Excerpts from the Omaha World News’Nov. 9 editorial: “Democrats Trespass in a Private Matter.” — “Vice President Al Gore showed bad judgment when he stiffed an ABC News reporter on election night because of a labor dispute at the network. Gore, who is courting organized labor for support of his presidential bid in 2000, put politics ahead of doing the right thing. The day before the election, about 2,200 ABC camera workers, publicists, producers, writers and editors staged a one-day walkout in several major cities in a dispute about health coverage policies. The network refused to let strikers come back to work the following day because they would not promise to give advance notice of future work stoppages.

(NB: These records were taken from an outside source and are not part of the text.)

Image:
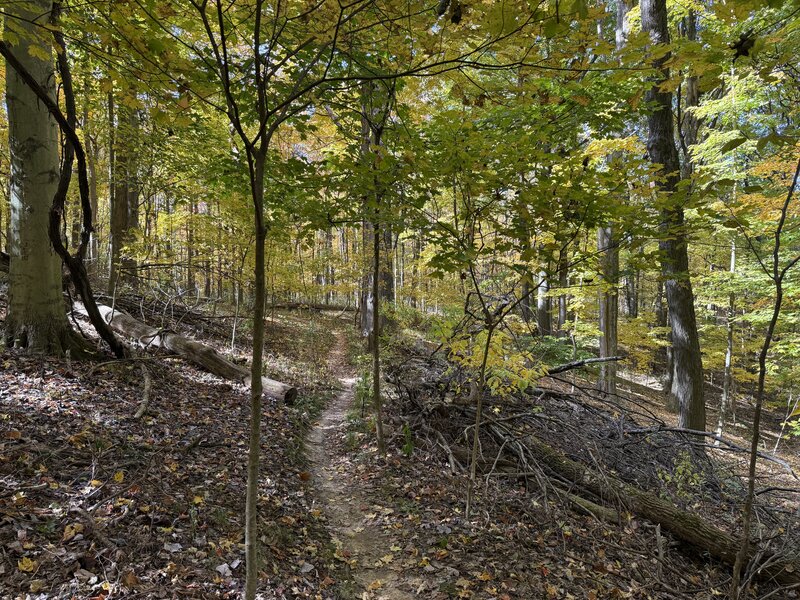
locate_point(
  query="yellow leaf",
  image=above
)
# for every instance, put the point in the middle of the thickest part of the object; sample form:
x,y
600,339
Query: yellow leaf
x,y
71,530
26,565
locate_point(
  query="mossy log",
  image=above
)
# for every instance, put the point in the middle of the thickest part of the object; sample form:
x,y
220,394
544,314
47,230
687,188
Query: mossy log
x,y
684,525
191,350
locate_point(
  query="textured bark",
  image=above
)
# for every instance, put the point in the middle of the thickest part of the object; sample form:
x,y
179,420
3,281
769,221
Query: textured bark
x,y
686,388
36,310
195,352
609,307
727,378
544,320
686,526
125,196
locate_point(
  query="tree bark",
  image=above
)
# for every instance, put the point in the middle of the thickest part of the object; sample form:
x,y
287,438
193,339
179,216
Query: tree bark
x,y
36,310
195,352
686,526
687,369
544,320
609,307
727,378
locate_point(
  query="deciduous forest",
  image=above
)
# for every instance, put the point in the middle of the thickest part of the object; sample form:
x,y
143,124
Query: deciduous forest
x,y
363,299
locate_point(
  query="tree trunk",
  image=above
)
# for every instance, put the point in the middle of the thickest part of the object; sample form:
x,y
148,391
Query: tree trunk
x,y
686,526
36,310
727,379
609,307
544,321
377,402
125,194
687,370
257,165
193,351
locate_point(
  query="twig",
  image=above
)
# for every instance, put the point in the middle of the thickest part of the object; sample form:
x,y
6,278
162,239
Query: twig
x,y
148,384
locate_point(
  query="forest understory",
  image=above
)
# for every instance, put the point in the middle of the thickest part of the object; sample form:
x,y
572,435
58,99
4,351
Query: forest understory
x,y
98,503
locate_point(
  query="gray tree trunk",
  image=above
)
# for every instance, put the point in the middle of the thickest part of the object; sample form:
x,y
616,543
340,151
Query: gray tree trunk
x,y
727,380
36,309
609,307
687,369
544,319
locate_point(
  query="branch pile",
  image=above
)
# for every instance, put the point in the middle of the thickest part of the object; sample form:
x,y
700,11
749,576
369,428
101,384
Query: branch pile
x,y
592,454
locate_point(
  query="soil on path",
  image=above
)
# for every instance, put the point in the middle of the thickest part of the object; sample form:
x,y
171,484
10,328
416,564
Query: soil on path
x,y
346,504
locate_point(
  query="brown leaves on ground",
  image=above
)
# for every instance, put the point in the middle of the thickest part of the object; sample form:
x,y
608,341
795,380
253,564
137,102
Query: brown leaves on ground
x,y
95,503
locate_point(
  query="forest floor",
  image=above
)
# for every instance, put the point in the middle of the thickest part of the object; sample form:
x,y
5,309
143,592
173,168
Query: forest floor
x,y
351,511
97,504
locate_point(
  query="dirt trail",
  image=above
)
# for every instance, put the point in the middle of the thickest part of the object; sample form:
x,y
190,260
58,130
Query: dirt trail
x,y
345,503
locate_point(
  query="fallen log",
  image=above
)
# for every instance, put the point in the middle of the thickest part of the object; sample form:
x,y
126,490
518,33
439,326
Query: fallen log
x,y
684,525
582,363
310,306
191,350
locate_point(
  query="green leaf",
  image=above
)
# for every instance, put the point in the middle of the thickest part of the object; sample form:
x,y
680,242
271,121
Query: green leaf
x,y
732,144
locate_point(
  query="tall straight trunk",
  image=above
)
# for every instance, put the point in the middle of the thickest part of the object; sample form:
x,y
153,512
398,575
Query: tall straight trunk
x,y
609,307
330,272
191,284
36,310
125,193
544,321
563,282
687,370
367,298
116,221
257,164
609,261
727,380
387,271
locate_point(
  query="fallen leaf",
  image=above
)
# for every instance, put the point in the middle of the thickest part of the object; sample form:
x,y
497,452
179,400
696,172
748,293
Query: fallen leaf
x,y
306,567
71,530
129,579
26,565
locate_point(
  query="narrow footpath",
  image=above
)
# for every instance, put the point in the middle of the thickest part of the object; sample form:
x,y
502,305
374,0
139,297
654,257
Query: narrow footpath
x,y
344,501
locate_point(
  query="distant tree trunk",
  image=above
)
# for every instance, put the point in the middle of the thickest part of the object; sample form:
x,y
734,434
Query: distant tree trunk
x,y
191,283
727,380
563,282
125,193
91,167
608,248
36,310
687,370
377,402
632,292
544,320
330,274
609,307
526,306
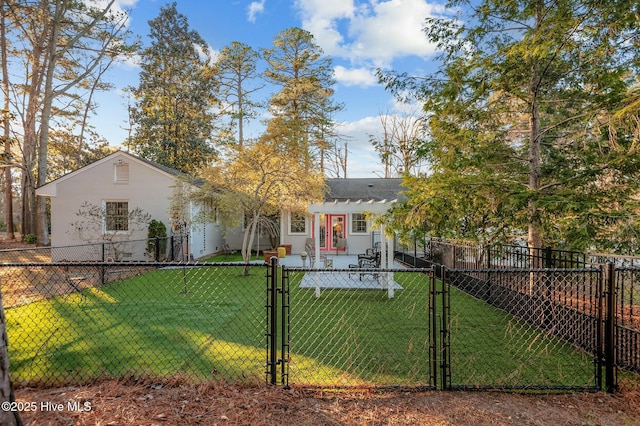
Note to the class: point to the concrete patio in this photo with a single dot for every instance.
(340, 276)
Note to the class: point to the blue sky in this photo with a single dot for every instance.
(359, 36)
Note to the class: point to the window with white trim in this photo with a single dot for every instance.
(116, 216)
(297, 223)
(358, 223)
(121, 171)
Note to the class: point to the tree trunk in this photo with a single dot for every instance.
(535, 226)
(8, 190)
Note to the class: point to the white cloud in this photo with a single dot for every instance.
(354, 76)
(254, 9)
(373, 32)
(367, 161)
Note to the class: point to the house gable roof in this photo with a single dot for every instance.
(364, 189)
(50, 189)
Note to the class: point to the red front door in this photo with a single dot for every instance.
(332, 227)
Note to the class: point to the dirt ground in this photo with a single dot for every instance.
(149, 403)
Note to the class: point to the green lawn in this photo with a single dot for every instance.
(210, 323)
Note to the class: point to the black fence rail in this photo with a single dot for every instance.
(169, 249)
(462, 256)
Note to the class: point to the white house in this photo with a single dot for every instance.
(117, 185)
(342, 223)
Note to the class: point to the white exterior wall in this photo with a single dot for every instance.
(206, 238)
(356, 242)
(148, 188)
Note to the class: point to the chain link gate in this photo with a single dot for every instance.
(352, 328)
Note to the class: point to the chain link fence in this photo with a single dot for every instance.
(523, 329)
(69, 322)
(483, 328)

The president of the Communications Workers of America asked the Democratic and Republican Parties to deny interviews to ABC and its affiliates. Gore responded by refusing to see an ABC reporter who had flown to Seattle for a prearranged interview with the vice president. White House policy, a spokesman said, is to not grant special access to news organizations engaged in labor disputes. Somewhere in the tortured logic of the White House, reducing the flow of information to the public about the national electoral process has a connection to a private labor dispute.
Gore was not the only prominent Democrat to shun ABC. Victorious Senate candidate Charles Schumer in New York banned ABC from his headquarters. The power cord carrying ABC’s television feed at the Waldorf-Astoria Hotel, site of Schumer headquarters, was cut. Colorado Gov. Roy Romer, head of the Democratic National Committee, backed out of an appearance on “Good Morning America.” In San Francisco, an ABC crew was kicked out of incumbent Sen. Barbara Boxer’s reelection celebration. Later the crew was admitted – after the local ABC station had sought a court order to gain admittance. The winner of the race for California governor, Lt. Gov. Gray Davis, retracted a ban on ABC at his headquarters only when the network took the matter to court.
The politicians’ boycott of ABC showed no class and ultimately denied information to ABC’s viewers. This was a private dispute between labor and management, not a public policy matter. The Democrats should not have taken sides.”